LOMMEL, Belgium – Few products now come with the expectation they will work just as well ten years down the line – especially if they are likely to be subjected to an extremely punishing working life, day in, day out.
Ford ensured the all-new Transit will still be going strong by a process of accelerated ageing that in just six months put the latest version of its iconic van through the worst treatment that customers are expected to dish out in a decade.
Durability tests included the equivalent of 11 million kilometres – or 275 round-the-world trips – with Transit customers, at state-of-the-art proving grounds, and in extreme conditions across the globe where temperatures ranged from 40 C to -40 C.
“I don’t think many customers would believe what this vehicle has been through,” said David Gregory, Transit chief programme engineer, Ford of Europe. “We inflict the worst possible treatment that a van could endure, and we’re only satisfied when our new vehicle comes through with flying colours – just as the Transit has done.”
As the first Transit to be sold in both Europe and North America, the all-new model was subjected to accelerated durability testing both at Ford’s facilities in Lommel, Belgium and in Romeo, Michigan.
At Lommel, Ford subjected the all-new Transit – including Van, Chassis Cab and Minibus versions – to more than 30 punishing vehicle tests. These included the trailer tow general durability test, conducted at maximum weight with a fully loaded trailer.
Further extreme challenges included being driven at top speed non-stop for two months, pounding over rough gravel roads, and through salt- and mud-baths. The prototypes also were tested for corrosion resistance in high-humidity chambers for 12 weeks and put through non-stop figures-of-eight for one month.
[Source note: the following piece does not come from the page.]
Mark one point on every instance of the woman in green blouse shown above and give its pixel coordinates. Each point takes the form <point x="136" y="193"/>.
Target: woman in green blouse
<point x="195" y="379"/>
Engineers have driven the all-new Transit more than 5,000 times over an extreme course of potholes and bumps, and conducted a strength test by driving it at 60 km/h (37 mph) into a 140 millimetre kerb.
For testing at the company’s proving ground in Romeo, Ford became the first automotive manufacturer to use robot drivers for testing. The layout of the Michigan Proving Ground has made it possible to adopt advanced robot drivers which control steering, acceleration and braking while following a pre-programmed course. This enables non-stop testing along the most punishing durability surfaces. On similar tracks, professional drivers are restricted to 2-3 hour shifts to ensure their well-being.
Ford also tested the Transit prototypes at carefully chosen locations in Europe, North America, Africa and Asia. Vehicles faced the 40 C heat of Arizona, Dubai and South Africa, the bitter -40 C cold in Finland and Canada, and challenging journeys through Europe, the Middle East, Russia, Turkey and the U.S. – from the Austrian Alps to Death Valley, California.
Prior to launch, the new model covered more than 500,000 km (300,000 miles) of tough real-world use with high-mileage Transit customers. In the test labs, Ford subjected the all-new Transit’s 2.2-litre Duratorq diesel engine to 46 days continuous high-load urban driving on specialised rigs, as part of tens of thousands of hours of engine testing. Component test rigs were used to simulate real-world punishment, replicating the full 10-year vehicle lifecycle in just 30 days.
Ford has identified and delivered more than 100 significant improvements to the Transit as a direct result of its testing regime. These include the redesign of the side rail on Jumbo van models, and strengthening of the rear cross-member on chassis cabs.
“Pushing the van to the limit and beyond helps us to deliver a stronger, more robust product. This translates directly into every-day reliability for the customer, however tough their working environment,” Gregory added.
The all-new Transit is the flagship of the completely redesigned and expanded Ford Transit range, and is now on sale across Europe alongside the Transit Custom, Transit Connect and Transit Courier models.